Aunque el doctor Tulp pasaba por ser un hombre calmado y meticuloso, tan obsesionado por la fisiología humana como para equiparar su descubrimiento de la válvula ileocecal -en el tramo final del intestino- con las esclusas que regulaban el caudal de los canales holandeses, es imposible saber si la decisión de romper con la forma tradicional de representar esas sesiones invernales en las que se diseccionaba el cadáver de algún recién ejecutado, partió de él o del pintor. Eran acontecimientos sociales en los que se cobraba entrada y en los que, como dice Schama, «había música, comida, bebida y conversación; había intestinos, sesos y corazones que contemplar, velados sólo parcialmente por el humo del incienso que se quemaba para enmascarar el desagradable olor del cuerpo».
El difunto que aquel día yacía sobre la mesa no era sino un ladrón de medio pelo apodado Aris Kindt -o sea, «el niño»- que había cruzado la línea roja de golpear con saña a una de sus víctimas y había sido ahorcado de inmediato en el puerto. Lo procedente según el ritual era comenzar la sesión de anatomía con la extracción de sus vísceras y eso es lo que con toda seguridad hizo el doctor Tulp. Pero a Rembrandt parecía no interesarle toda esa casquería. Quizás porque, como apuntaría un fascinado Joshua Reynolds, trataba de evitar que su cuadro resultara «asquerosamente desagradable».

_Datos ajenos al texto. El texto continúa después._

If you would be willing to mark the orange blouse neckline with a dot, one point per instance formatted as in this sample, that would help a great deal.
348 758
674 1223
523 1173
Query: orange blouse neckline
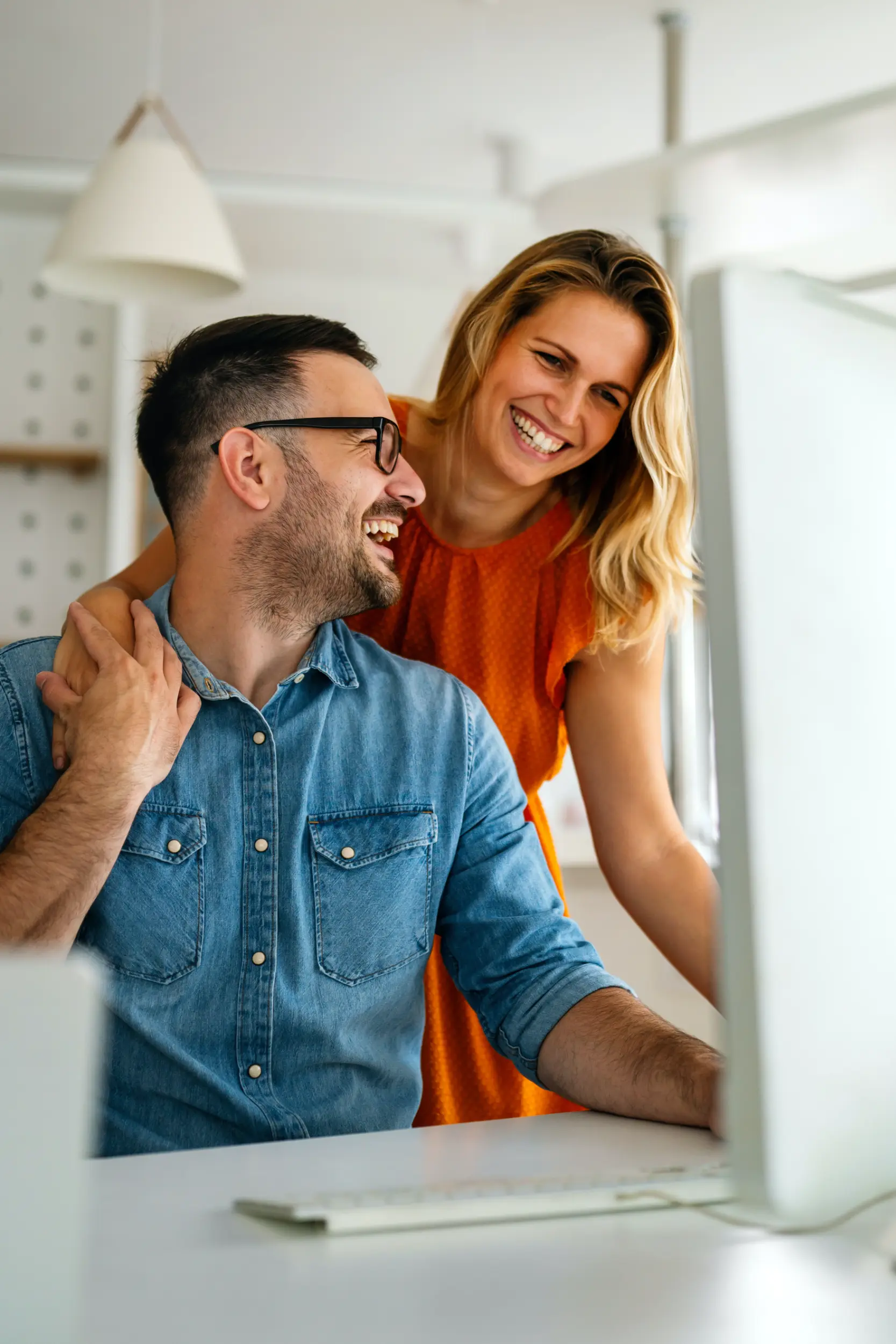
528 533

Su legendario óleo muestra el cadáver intacto del delincuente, iluminado por un prodigioso color cerúleo, con una única incisión en el antebrazo izquierdo, y se centra en el momento en el que el doctor Tulp levanta con sus pinzas, sujetas con una mano, los músculos flexores del finado para explicar su funcionamiento; y reproduce con la otra el consiguiente movimiento que generarían en los tendones y en los dedos de una persona viva.
Toda la magia del cuadro reside en ese mismo contraste entre la rigidez de la muerte y el dinamismo propio de la vida que con machacona y didáctica insistencia describió una y otra vez Rajoy durante el debate del martes, en relación a la tremenda coyuntura de la economía española. Como los flexores de la actividad que son la inversión y el empleo han dejado de funcionar hace mucho y no circula la sangre del crecimiento, los dedos de todas las políticas sociales -desde la sanidad a las pensiones pasando por la educación- permanecen yertos, atrapados por el rigor mortis.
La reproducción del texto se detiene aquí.